Sure I have friends I’ll say that right away. Some of them care about me a lot and my life coach is like family to me, he’s helped me through everything. I just feel like leaving here though. I just want a new life, I don’t want to be known by anyone. I have no money to move, I don’t have a job, no education. Hell I still live in my parents basement. So many people around me here are living their lives and building a life, and me? I’m stuck in a loop of not achieving anything.

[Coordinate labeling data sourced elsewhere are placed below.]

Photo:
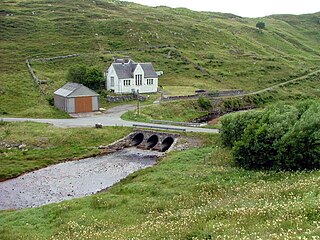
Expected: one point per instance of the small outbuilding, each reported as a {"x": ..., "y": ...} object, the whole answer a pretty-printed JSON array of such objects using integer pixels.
[{"x": 76, "y": 98}]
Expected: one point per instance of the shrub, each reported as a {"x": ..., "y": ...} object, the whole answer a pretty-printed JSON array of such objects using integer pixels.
[
  {"x": 281, "y": 138},
  {"x": 234, "y": 126},
  {"x": 88, "y": 76},
  {"x": 261, "y": 25}
]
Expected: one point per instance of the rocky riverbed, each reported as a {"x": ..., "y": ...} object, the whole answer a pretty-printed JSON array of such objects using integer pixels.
[{"x": 73, "y": 179}]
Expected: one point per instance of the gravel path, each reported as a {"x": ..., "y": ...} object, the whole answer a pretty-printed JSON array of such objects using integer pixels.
[{"x": 111, "y": 118}]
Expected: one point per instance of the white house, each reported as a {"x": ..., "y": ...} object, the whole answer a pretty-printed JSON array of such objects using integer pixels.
[{"x": 126, "y": 76}]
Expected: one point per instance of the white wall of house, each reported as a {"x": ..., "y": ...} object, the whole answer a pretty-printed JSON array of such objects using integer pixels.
[
  {"x": 112, "y": 74},
  {"x": 138, "y": 82}
]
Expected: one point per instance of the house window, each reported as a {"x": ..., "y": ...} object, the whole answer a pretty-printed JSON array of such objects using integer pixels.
[
  {"x": 112, "y": 81},
  {"x": 138, "y": 79},
  {"x": 126, "y": 82}
]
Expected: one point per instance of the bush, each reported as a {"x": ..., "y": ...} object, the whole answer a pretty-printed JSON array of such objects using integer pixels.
[
  {"x": 261, "y": 25},
  {"x": 204, "y": 103},
  {"x": 88, "y": 76},
  {"x": 281, "y": 138},
  {"x": 234, "y": 126}
]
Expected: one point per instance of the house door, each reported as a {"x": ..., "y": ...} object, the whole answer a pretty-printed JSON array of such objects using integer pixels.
[{"x": 83, "y": 104}]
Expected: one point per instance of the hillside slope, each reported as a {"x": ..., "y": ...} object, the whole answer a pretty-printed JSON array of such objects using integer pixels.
[{"x": 194, "y": 49}]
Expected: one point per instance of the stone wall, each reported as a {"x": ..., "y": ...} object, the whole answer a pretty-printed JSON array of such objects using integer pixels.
[
  {"x": 226, "y": 93},
  {"x": 54, "y": 58},
  {"x": 33, "y": 75},
  {"x": 123, "y": 98}
]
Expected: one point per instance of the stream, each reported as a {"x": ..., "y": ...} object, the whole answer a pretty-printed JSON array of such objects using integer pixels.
[{"x": 73, "y": 179}]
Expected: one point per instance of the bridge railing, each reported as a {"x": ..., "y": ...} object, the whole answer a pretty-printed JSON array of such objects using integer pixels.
[{"x": 159, "y": 127}]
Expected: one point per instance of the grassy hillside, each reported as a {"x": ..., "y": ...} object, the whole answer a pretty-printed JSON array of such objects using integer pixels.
[{"x": 197, "y": 50}]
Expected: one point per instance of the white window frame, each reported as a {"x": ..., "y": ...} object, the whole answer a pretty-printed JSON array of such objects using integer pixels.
[
  {"x": 138, "y": 79},
  {"x": 126, "y": 82},
  {"x": 112, "y": 81},
  {"x": 150, "y": 81}
]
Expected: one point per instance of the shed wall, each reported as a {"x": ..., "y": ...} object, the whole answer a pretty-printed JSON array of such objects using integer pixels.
[
  {"x": 60, "y": 102},
  {"x": 95, "y": 103},
  {"x": 70, "y": 105}
]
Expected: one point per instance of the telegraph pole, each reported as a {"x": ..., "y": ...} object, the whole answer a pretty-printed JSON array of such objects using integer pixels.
[{"x": 138, "y": 103}]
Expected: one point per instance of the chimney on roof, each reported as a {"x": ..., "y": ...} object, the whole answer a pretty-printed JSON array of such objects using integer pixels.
[{"x": 126, "y": 59}]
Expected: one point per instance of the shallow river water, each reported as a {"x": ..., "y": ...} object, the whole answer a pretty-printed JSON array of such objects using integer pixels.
[{"x": 73, "y": 179}]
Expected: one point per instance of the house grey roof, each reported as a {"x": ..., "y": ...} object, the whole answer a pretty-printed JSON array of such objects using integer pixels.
[
  {"x": 126, "y": 70},
  {"x": 149, "y": 71},
  {"x": 75, "y": 89}
]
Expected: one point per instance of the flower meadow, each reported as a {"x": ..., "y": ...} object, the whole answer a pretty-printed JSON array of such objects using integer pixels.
[{"x": 194, "y": 194}]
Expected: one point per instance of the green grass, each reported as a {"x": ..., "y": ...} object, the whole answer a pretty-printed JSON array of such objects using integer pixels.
[
  {"x": 200, "y": 50},
  {"x": 48, "y": 145},
  {"x": 187, "y": 110},
  {"x": 194, "y": 194},
  {"x": 178, "y": 111}
]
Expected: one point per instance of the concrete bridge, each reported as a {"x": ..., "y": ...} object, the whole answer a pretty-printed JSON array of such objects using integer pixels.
[{"x": 159, "y": 141}]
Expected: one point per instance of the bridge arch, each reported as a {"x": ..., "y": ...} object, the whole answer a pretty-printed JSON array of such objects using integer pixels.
[
  {"x": 137, "y": 139},
  {"x": 166, "y": 144},
  {"x": 152, "y": 141}
]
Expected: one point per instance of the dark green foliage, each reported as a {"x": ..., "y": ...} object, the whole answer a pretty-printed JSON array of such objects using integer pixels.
[
  {"x": 50, "y": 100},
  {"x": 281, "y": 138},
  {"x": 261, "y": 25},
  {"x": 235, "y": 124},
  {"x": 77, "y": 74},
  {"x": 90, "y": 77},
  {"x": 204, "y": 103}
]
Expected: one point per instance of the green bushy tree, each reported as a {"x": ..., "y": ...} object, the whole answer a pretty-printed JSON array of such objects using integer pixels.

I push myself away from people and have stopped trying to contact people or see them. I have no interest in people which isn’t entirely true, I only think of one person. I keep thinking of my ex who I broke up with in 2015 and I feel pathetic for it. I miss her and its been years since I’ve even spoke to her. None of my friends know I miss her and when she comes up they say she is crazy or something and I agree (to hide that I still care). I just miss having someone who actually understood me for once, I’ve never had that. We both were just so messed up we had a mutual understanding. We were able to talk about anything and never fight, if we disagreed we would debate and talk about it, we never raised our voices. I just wish I could hug her and never let go. I just want to tell her how much I miss her. I’ve never “loved” anyone and I’ve been in a few relationships and thought I did, but I was foolish and was infatuated. With her though I felt a connection I’ve never felt with any human being in my life. She accepted my crazy and listened to me every night about my fears and the voices, my hallucinations, everything. She never judged she would help me and she would go out of her way to do it. I was extremely lucky. Hell I remember my schizophrenia got so bad one time, she was leaving to go take her son home and I was in a place that triggered my schizophrenia and the ground was shaking. The voices were screaming at me and everything was falling apart around me. I remember looking into her eyes and how calm it made me, she was the first person I cried in front of about my schizophrenia. I do miss her and I just wish I could talk to her again. I should of never left her.
But now I want to move away so I can start over. Have no one know me, have no one remember me. I don’t have to ever run into people I know. I don’t have to run into her or her son, she kicked me out of her life shortly after we broke up. I don’t mean to be possessive I just never met someone like that and it’s hard for me to forget them please understand that. I don’t know a new start always makes me feel better. I’ve just been so depressed and full of anxiety living here.